Purple pitcher plants (Sarracenia purpurea) are small, hardy carnivorous plants. These distinctive pitcher plants live longer than all other Sarracenia plants, according to Barry Rice, a horticulturist with the International Carnivorous Plant Society. Native to the United States, these plants get their nutrients from trapping tiny insects as well as from the soil. Caring for purple pitcher plants is relatively easy, but note that they only live two years at the most even with the best care.
Purple pitcher plants need acidic planting medium that retains water but it not hard. These plants will grow well in sphagnum moss or equal amounts of peat moss and sand.
Pitcher plants grown in containers should be planted in containers that do not have drainage holes, as they prefer very wet planting medium. Outdoors, the pot can be planted directly into the ground, where the walls of the pot will keep the water in the soil contained.

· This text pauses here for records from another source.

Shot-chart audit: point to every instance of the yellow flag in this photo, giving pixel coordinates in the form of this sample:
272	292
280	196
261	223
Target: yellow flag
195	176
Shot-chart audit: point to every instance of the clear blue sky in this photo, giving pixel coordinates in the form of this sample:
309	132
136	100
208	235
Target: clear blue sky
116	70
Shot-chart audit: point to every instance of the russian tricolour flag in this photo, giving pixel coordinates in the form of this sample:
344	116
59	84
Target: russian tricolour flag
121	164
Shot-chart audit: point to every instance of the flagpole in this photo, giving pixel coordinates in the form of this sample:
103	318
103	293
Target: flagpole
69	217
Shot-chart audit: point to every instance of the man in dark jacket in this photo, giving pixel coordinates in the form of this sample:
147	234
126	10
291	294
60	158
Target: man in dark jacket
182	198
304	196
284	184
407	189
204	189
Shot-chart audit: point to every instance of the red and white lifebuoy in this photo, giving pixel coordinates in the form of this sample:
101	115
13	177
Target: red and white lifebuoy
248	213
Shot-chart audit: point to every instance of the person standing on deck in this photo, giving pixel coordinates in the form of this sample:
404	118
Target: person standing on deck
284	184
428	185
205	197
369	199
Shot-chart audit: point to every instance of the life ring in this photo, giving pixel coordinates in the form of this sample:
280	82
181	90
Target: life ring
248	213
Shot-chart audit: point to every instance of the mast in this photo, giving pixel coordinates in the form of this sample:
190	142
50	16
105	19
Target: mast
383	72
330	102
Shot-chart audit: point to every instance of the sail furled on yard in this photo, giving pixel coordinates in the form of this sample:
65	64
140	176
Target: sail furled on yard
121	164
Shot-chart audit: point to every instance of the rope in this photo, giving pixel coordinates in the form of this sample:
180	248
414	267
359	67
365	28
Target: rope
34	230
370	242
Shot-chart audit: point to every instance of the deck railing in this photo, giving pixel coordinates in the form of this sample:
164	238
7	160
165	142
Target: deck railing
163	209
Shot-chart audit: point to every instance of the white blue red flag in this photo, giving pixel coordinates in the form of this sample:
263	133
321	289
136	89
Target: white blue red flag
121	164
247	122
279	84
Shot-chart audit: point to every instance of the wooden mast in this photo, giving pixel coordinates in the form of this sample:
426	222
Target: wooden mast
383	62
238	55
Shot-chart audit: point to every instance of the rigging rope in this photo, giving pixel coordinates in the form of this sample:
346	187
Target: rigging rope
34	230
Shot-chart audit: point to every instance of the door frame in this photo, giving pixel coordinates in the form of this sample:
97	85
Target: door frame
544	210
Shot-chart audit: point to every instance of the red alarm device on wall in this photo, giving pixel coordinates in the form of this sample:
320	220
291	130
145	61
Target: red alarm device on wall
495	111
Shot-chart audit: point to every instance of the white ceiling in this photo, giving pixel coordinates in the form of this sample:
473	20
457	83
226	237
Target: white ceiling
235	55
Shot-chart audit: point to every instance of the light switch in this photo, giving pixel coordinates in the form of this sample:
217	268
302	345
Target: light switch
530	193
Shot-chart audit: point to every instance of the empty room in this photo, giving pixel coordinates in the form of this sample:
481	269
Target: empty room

Purple pitcher plants thrive in very soggy, low-lying, marshy areas. In the home garden or indoors, they are often grown in terrariums where the humidity can keep the soil continuously moist. Use distilled water, as tap water may contain harmful chemicals, and water enough so that the planting medium remains moist at all times.
Northern purple pitcher plants are hardy to USDA growing zone 3. The seeds must lie dormant during extended cooler periods followed by moist, warm temperatures in order to germinate. In fact, it is sometimes difficult for the seeds to germinate, so these plants are often propagated by division during early spring.
Sarracenia purpurea plants thrive in full sunlight, so place your plant in a location where it will receive a minimum of six hours of sunlight per day, and preferably eight to 12 hours.
Never fertilize the purple pitcher plant. Instead, make sure the planting medium is kept moist and drop a tiny insect into the pitcher part of the plant every so often.